Today I discovered alarming behavior when experimenting with bit fields. For the sake of discussion and simplicity, here's an example program:
#include <stdio.h>
struct Node
{
int a:16 __attribute__ ((packed));
int b:16 __attribute__ ((packed));
unsigned int c:27 __attribute__ ((packed));
unsigned int d:3 __attribute__ ((packed));
unsigned int e:2 __attribute__ ((packed));
};
int main (int argc, char *argv[])
{
Node n;
n.a = 12345;
n.b = -23456;
n.c = 0x7ffffff;
n.d = 0x7;
n.e = 0x3;
printf("3-bit field cast to int: %d\n",(int)n.d);
n.d++;
printf("3-bit field cast to int: %d\n",(int)n.d);
}
The program is purposely causing the 3-bit bit-field to overflow. Here's the (correct) output when compiled using "g++ -O0":
3-bit field cast to int: 7
3-bit field cast to int: 0
Here's the output when compiled using "g++ -O2" (and -O3):
3-bit field cast to int: 7
3-bit field cast to int: 8
Checking the assembly of the latter example, I found this:
movl $7, %esi
movl $.LC1, %edi
xorl %eax, %eax
call printf
movl $8, %esi
movl $.LC1, %edi
xorl %eax, %eax
call printf
xorl %eax, %eax
addq $8, %rsp
The optimizations have just inserted "8", assuming 7+1=8 when in fact the number overflows and is zero.
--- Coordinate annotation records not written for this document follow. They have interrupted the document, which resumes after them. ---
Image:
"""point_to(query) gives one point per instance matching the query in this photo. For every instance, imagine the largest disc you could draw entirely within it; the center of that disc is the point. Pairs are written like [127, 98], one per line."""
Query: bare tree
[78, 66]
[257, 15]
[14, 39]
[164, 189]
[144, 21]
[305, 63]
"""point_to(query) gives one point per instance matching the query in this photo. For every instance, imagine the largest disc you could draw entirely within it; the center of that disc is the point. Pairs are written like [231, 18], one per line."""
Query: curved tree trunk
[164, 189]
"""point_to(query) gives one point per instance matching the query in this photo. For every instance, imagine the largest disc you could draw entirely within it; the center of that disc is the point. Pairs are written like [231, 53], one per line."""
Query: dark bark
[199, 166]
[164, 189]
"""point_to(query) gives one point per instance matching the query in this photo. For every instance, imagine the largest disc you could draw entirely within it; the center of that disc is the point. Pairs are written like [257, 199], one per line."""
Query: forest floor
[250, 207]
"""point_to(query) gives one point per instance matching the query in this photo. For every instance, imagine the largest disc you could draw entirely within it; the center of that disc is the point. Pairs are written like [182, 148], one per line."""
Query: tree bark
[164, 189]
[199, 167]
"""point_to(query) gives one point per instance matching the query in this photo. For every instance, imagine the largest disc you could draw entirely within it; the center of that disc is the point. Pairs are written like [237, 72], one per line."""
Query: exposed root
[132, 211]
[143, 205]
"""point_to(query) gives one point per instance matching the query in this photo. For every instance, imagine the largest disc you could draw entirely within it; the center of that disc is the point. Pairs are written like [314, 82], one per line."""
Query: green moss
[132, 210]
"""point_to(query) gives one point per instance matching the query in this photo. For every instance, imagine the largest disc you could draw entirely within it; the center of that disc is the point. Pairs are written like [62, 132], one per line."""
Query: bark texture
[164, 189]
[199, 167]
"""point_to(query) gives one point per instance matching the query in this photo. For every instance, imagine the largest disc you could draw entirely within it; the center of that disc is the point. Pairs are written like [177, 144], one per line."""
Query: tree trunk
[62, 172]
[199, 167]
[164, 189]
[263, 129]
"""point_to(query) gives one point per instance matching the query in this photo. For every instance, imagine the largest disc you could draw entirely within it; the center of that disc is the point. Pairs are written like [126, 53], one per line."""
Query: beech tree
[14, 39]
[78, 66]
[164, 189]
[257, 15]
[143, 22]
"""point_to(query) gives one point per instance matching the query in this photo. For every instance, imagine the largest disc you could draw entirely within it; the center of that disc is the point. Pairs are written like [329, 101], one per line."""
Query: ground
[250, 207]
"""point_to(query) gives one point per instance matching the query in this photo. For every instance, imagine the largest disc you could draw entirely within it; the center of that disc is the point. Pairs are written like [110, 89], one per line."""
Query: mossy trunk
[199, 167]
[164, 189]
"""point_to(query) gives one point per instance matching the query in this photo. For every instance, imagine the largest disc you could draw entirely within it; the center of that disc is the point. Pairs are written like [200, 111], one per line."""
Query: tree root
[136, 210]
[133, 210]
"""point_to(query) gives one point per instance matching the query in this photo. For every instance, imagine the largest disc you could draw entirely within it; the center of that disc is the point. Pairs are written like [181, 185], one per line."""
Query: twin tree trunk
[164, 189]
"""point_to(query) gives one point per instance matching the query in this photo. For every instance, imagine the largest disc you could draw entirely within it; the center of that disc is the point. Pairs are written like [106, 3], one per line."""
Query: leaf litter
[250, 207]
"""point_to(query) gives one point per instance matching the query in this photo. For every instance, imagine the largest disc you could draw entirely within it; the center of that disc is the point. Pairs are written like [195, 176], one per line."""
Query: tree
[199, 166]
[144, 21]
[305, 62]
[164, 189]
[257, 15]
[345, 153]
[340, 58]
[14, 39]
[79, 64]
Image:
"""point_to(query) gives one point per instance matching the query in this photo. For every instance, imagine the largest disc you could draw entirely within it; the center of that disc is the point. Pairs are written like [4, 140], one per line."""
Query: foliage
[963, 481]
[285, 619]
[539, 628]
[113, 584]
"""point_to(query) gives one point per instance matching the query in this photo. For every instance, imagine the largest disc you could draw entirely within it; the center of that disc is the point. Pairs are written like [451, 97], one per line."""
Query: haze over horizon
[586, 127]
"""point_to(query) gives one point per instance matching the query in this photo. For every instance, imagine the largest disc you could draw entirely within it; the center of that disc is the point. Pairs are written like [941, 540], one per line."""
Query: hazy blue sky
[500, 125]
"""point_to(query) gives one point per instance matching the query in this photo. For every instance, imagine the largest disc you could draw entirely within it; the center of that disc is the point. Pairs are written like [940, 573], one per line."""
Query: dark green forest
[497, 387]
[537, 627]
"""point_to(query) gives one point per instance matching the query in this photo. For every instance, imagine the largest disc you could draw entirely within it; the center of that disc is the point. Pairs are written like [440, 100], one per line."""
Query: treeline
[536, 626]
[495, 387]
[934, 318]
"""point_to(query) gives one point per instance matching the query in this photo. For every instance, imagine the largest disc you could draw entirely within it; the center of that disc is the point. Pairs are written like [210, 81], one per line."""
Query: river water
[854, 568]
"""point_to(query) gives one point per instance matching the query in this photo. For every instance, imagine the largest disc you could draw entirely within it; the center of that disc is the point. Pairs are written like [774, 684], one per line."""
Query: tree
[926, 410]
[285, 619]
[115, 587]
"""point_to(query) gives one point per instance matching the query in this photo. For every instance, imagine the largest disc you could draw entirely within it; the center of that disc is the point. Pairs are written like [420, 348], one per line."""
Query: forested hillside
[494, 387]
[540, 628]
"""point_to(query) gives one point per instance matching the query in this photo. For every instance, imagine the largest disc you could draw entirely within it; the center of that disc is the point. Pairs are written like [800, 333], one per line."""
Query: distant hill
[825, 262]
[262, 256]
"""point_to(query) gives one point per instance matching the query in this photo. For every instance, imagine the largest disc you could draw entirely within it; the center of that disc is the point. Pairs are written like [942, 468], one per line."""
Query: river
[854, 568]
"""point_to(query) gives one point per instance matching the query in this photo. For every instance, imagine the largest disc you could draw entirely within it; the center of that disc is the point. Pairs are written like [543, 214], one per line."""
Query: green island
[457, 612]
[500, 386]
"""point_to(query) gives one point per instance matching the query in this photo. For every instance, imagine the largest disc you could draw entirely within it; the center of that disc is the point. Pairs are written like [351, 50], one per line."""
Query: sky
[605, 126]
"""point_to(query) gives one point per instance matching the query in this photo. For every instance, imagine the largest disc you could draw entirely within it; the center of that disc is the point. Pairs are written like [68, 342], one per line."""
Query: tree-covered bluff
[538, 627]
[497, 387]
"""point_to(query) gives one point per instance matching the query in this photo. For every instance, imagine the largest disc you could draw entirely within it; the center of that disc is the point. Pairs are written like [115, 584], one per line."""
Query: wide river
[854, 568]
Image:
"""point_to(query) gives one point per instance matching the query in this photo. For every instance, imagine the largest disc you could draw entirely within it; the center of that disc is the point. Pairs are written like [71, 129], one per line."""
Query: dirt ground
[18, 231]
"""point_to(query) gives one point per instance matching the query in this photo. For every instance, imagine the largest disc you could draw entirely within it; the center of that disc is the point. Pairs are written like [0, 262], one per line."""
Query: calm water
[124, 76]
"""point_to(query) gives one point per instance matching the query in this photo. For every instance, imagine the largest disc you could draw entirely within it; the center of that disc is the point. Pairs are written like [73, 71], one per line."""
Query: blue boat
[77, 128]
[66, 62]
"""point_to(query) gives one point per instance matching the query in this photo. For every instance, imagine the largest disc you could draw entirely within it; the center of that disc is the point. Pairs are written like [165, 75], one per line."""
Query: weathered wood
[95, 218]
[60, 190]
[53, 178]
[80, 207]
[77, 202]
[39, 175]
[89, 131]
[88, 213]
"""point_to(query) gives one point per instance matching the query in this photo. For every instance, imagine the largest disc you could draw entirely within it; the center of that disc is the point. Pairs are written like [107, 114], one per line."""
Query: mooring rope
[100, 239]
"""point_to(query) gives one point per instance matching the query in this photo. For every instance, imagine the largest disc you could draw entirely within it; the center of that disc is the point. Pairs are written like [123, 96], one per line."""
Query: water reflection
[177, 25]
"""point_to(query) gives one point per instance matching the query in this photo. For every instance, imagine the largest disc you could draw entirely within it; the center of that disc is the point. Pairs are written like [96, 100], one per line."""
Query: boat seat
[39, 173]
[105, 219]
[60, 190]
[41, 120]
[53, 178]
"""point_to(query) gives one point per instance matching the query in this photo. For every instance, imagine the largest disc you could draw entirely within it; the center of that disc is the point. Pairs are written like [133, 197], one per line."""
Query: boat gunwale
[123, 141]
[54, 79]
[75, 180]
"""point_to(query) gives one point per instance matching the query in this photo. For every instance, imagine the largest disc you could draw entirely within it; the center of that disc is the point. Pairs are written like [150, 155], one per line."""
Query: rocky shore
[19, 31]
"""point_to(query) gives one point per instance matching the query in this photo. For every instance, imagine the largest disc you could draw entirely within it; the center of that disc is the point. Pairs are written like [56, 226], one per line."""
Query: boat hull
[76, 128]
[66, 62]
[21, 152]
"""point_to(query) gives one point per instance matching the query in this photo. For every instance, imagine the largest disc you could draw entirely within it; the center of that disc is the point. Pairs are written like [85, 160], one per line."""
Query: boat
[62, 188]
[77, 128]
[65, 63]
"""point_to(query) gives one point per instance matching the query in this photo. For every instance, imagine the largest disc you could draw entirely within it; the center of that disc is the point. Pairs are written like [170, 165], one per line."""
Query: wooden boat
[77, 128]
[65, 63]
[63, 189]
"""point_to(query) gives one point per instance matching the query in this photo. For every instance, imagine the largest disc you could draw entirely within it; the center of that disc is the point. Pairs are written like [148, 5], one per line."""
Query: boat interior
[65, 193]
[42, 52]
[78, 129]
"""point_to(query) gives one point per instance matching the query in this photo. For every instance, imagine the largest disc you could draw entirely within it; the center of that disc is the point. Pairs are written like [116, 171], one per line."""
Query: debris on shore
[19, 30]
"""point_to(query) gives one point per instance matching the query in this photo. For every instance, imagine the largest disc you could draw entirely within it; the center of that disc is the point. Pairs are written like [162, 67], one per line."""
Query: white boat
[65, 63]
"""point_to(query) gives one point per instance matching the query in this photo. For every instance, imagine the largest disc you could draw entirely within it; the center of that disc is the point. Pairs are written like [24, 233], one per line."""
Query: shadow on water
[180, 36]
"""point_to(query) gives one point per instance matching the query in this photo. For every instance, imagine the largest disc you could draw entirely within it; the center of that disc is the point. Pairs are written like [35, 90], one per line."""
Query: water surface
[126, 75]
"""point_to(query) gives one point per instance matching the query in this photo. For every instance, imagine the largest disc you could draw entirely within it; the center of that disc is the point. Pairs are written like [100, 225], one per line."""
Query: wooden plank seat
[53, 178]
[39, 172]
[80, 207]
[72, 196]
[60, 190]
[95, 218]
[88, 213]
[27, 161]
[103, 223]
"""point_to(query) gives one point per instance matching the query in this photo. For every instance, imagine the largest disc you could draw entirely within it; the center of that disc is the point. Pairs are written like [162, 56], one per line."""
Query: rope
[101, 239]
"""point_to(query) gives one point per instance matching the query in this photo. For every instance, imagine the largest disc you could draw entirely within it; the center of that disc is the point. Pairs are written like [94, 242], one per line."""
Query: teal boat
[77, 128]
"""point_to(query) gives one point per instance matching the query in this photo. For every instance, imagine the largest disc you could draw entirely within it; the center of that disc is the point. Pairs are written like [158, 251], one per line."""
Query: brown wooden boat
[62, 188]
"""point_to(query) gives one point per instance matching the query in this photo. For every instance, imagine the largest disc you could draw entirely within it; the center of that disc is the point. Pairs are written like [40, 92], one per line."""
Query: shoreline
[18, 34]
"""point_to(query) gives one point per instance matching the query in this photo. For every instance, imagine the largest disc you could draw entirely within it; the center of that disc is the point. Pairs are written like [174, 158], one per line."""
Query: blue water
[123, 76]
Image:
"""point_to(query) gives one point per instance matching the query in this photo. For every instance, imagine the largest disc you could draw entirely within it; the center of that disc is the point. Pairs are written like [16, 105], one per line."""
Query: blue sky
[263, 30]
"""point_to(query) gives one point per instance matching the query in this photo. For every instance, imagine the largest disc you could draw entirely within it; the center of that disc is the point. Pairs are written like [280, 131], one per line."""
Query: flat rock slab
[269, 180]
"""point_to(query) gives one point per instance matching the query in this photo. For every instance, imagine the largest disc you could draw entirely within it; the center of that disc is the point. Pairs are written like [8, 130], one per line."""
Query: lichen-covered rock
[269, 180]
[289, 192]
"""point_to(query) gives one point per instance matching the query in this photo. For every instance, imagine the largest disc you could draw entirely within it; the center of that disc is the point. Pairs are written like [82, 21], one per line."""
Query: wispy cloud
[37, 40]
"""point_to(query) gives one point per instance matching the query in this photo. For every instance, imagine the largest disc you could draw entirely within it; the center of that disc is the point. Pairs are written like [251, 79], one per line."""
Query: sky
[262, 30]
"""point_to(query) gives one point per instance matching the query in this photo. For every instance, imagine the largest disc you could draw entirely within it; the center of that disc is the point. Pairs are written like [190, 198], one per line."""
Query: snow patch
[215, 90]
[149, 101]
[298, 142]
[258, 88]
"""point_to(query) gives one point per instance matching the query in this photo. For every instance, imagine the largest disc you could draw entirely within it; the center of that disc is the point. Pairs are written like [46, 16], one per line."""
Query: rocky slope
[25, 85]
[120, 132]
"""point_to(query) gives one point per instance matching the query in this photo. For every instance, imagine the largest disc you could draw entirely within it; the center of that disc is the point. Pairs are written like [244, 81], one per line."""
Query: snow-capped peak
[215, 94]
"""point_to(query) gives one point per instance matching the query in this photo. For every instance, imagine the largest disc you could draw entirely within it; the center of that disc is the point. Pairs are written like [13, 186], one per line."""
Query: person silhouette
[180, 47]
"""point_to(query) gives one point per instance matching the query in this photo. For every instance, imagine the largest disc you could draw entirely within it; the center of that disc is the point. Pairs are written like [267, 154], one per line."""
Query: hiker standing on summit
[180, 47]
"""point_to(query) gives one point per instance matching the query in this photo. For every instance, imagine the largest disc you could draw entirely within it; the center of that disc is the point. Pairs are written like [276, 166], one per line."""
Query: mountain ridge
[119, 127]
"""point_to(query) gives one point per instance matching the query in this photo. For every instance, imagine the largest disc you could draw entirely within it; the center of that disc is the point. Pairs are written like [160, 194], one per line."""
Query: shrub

Fortunately the code I care about doesn't overflow as far as I know, but this situation scares me - is this a known bug, a feature, or is this expected behavior? When can I expect gcc to be right about this?
Edit (re: signed/unsigned) :
It's being treated as unsigned because it's declared as unsigned. Declaring it as int you get the output (with O0):
3-bit field cast to int: -1
3-bit field cast to int: 0
An even funnier thing happens with -O2 in this case:
3-bit field cast to int: 7
3-bit field cast to int: 8
I admit that attribute is a fishy thing to use; in this case it's a difference in optimization settings I'm concerned about.